Singapore-first copyright infringement triage tool with deterministic similarity scoring for text, video, and image works.
⚠ Triage only. Not legal advice. Source files are auto-deleted after 24 hours.
| Service | URL |
|---|---|
| Frontend (Vercel) | https://copycat-mu.vercel.app |
| Backend API (Render) | https://copycat-5wgw.onrender.com |
| API Docs (Swagger) | https://copycat-5wgw.onrender.com/docs |
The Render free tier spins down after inactivity — the first request after a cold start may take ~30 s.
| Layer | Technology |
|---|---|
| Frontend | Next.js 14 (TypeScript) |
| API | FastAPI + Uvicorn |
| Worker | Celery (eager mode by default; Redis for distributed) |
| Database | SQLite (dev) / PostgreSQL-ready via SQLAlchemy |
| Storage | Local filesystem (dev) / S3-compatible abstraction |
| Reports | ReportLab PDF |
| Feature | Details |
|---|---|
| Upload form | Drag-and-drop / click upload; text, image, and video media types |
| Live progress | Polling indicator shows pipeline stage and % completion |
| Report page | Similarity score ring, component score bars, legal reasoning flow, evidence passages, PDF download |
| Footer bar | Site-wide accreditation bar with copyright notice, Singapore Copyright Act link, and Terms of Use modal |
| Terms of Use modal | Full Singapore-law-governed ToU (PDPA, warranty disclaimer, liability cap, governing jurisdiction) — opens on click, dismisses on backdrop or button |
Triage UI — upload form
Analysis run — terminal output
graph TD
subgraph Client["Client Browser"]
FE["Next.js 14 Frontend\nVercel"]
end
subgraph Backend["Backend — Render (Docker)"]
API["FastAPI\n/api/v1"]
WORKER["Celery Worker\n(eager / Redis)"]
DB[("SQLite\nCaseReport · Job · Artifact")]

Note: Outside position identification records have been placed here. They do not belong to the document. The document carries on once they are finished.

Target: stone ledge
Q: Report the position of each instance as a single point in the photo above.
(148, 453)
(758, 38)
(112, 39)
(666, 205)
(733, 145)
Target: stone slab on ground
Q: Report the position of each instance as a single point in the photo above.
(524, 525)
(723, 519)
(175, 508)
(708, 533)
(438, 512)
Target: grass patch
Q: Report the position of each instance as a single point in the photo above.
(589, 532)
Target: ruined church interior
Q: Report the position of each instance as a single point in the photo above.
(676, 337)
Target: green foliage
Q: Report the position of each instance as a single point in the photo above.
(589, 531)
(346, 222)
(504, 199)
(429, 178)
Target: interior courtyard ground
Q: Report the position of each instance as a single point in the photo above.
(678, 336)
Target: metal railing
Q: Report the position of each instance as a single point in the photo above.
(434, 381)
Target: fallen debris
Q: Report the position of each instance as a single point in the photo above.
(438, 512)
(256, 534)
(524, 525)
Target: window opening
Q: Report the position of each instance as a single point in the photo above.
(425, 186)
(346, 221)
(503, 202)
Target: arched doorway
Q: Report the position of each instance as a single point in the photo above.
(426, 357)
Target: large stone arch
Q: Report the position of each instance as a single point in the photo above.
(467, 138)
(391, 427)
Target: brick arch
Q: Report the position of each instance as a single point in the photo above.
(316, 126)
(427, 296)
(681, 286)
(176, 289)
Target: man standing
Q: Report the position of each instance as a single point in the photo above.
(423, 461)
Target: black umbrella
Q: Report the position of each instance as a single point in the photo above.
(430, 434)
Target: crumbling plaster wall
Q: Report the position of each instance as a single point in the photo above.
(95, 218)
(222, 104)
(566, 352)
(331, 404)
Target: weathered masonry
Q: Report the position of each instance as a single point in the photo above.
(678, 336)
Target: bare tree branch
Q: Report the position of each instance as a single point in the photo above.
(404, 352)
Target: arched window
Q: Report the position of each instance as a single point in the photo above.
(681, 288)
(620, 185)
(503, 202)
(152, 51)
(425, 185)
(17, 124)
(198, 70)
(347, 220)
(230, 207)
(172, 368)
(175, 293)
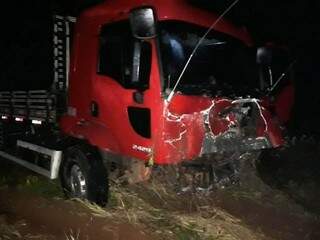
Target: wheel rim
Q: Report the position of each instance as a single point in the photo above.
(77, 182)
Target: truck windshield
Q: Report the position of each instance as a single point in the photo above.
(222, 65)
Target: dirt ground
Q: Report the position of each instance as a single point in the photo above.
(280, 202)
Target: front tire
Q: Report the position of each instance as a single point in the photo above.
(83, 175)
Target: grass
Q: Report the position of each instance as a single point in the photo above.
(152, 206)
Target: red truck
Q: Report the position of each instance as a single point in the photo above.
(115, 101)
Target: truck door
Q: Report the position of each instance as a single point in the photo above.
(123, 93)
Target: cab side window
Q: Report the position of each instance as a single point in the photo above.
(124, 58)
(116, 52)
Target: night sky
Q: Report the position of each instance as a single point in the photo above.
(293, 24)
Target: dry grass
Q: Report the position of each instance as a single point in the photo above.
(152, 206)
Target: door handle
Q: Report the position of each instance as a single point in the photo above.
(94, 109)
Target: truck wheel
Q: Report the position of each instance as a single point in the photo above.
(84, 176)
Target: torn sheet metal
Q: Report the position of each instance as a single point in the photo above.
(194, 126)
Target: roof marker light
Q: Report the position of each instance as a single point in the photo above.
(18, 119)
(37, 122)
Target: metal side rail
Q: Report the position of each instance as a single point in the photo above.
(55, 156)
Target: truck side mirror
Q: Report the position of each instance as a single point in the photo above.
(141, 65)
(142, 22)
(264, 56)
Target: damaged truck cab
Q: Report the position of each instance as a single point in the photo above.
(128, 56)
(138, 92)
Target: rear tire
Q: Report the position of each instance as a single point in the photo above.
(83, 175)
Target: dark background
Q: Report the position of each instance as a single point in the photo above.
(294, 24)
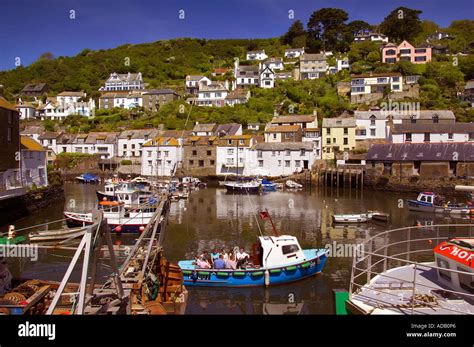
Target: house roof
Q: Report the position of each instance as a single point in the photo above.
(282, 146)
(49, 135)
(460, 128)
(385, 74)
(283, 129)
(339, 122)
(238, 94)
(200, 140)
(469, 84)
(159, 92)
(297, 118)
(30, 144)
(138, 133)
(310, 57)
(6, 105)
(204, 127)
(423, 151)
(405, 114)
(66, 93)
(227, 129)
(34, 87)
(162, 141)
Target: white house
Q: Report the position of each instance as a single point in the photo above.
(161, 155)
(118, 82)
(274, 63)
(234, 155)
(213, 94)
(376, 83)
(431, 133)
(127, 100)
(372, 124)
(370, 36)
(342, 64)
(294, 52)
(256, 55)
(282, 159)
(246, 75)
(267, 78)
(194, 83)
(102, 143)
(27, 111)
(66, 104)
(237, 97)
(130, 142)
(33, 163)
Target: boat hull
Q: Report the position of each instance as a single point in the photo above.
(253, 277)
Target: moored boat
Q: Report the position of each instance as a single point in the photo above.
(274, 260)
(56, 235)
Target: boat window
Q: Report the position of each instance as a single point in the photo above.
(466, 281)
(442, 273)
(290, 249)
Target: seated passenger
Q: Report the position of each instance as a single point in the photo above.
(202, 264)
(230, 263)
(219, 263)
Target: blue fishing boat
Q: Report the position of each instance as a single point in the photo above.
(268, 186)
(274, 260)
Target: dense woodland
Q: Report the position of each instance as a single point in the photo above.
(166, 63)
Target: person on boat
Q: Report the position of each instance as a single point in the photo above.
(219, 263)
(202, 264)
(242, 258)
(230, 263)
(207, 258)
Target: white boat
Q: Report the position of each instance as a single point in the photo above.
(293, 185)
(351, 218)
(240, 186)
(56, 235)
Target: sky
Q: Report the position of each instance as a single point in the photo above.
(29, 28)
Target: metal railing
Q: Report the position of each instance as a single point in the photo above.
(406, 247)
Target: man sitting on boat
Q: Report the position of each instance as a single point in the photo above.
(242, 258)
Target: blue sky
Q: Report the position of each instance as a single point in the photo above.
(29, 28)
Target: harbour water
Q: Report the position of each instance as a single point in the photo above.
(212, 218)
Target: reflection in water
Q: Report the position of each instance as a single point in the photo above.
(211, 218)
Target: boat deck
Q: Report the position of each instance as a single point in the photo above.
(393, 294)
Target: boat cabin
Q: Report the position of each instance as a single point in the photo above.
(458, 255)
(277, 251)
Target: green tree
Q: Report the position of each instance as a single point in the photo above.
(328, 26)
(401, 24)
(296, 30)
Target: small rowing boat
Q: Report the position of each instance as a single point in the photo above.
(56, 235)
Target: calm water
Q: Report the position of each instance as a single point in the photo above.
(212, 218)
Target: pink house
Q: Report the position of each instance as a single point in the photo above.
(392, 53)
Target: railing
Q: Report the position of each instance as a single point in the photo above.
(408, 248)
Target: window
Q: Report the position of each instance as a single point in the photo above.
(372, 120)
(287, 249)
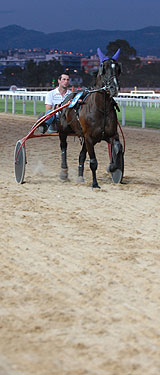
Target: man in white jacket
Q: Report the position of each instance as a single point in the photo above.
(53, 99)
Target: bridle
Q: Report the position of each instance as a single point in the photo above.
(109, 73)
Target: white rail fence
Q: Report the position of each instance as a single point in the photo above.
(123, 99)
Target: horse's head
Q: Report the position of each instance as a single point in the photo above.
(109, 71)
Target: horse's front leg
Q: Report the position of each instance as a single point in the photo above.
(93, 162)
(64, 166)
(82, 158)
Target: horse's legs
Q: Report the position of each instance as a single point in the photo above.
(82, 158)
(64, 166)
(93, 162)
(116, 150)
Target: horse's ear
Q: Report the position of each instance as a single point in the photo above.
(101, 69)
(116, 55)
(101, 56)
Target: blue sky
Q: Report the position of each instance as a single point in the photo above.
(63, 15)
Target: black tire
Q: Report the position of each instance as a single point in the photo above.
(19, 162)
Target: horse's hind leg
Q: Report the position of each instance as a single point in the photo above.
(93, 162)
(64, 166)
(82, 158)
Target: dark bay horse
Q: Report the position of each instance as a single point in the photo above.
(93, 118)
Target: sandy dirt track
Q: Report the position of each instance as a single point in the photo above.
(80, 268)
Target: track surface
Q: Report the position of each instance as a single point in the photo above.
(79, 285)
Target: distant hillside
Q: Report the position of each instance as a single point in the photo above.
(146, 41)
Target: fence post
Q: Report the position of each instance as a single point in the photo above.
(123, 113)
(13, 104)
(6, 104)
(143, 115)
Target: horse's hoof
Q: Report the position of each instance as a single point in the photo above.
(64, 174)
(80, 179)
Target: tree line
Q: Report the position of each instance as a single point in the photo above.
(134, 72)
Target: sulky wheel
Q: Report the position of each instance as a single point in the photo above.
(20, 162)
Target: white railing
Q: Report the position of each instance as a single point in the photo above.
(123, 99)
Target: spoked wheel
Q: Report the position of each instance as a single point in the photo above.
(20, 162)
(116, 167)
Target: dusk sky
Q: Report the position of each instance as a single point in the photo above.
(62, 15)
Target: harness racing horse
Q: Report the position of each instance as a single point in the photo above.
(93, 118)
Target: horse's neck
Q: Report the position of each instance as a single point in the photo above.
(99, 82)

FS[("Filesystem\n/tmp/uploads · /tmp/reports")]
end
subgraph Pipeline["Analysis Pipeline"]
EXT["Extraction\ntext · image · video"]
SIM["Similarity Engine\nM1-M4 · I1-I4 · V1-V4"]
LEGAL["Legal Engine\nSG Rule Pack v1"]
PDF["ReportLab\nPDF Renderer"]
end
FE -->|"REST (HTTPS)"| API
API -->|"store artifacts"| FS
API -->|"write case/job"| DB
API -->|"enqueue task"| WORKER
WORKER --> EXT
EXT --> SIM
SIM --> LEGAL
LEGAL --> PDF
PDF -->|"write report"| FS
WORKER -->|"update job status"| DB
FE -->|"poll job status"| API
FE -->|"fetch report JSON + PDF"| API
API -->|"read"| DB
API -->|"read"| FS
flowchart LR
UP["Upload\n2 files"] --> CASE["Create Case\n& Artifacts"]
CASE --> ANALYZE["POST /analyze\nEnqueue Job"]
ANALYZE --> EXTRACT
subgraph EXTRACT["1 · Extraction (10%)"]
direction TB
TXT["PDF / DOCX / TXT\n→ raw text"]
IMG["JPG / PNG / WEBP\n→ 1024px RGB norm"]
VID["MP4 / MOV / MKV\n→ frames + Whisper"]
end
EXTRACT --> SCORE
subgraph SCORE["2 · Similarity Scoring (40–55%)"]
direction TB
TEXT_SIM["Text M1 5-gram · M2 LCS\nM3 TF-IDF · M4 NER"]
IMG_SIM["Image I1 pHash · I2 Histogram\nI3 SSIM · I4 ORB"]
VID_SIM["Video V1 pHash align · V2 SSIM\nV3 PSNR · V4 Transcript"]
end
SCORE --> LEGAL
subgraph LEGAL["3 · Legal Triage (75%)"]
direction TB
SUB["Subsistence\nwork category · originality · SG connection"]
INF["Infringement\nownership · acts · no authorisation"]
SUB_TAKE["Substantial Taking\nquality + similarity threshold"]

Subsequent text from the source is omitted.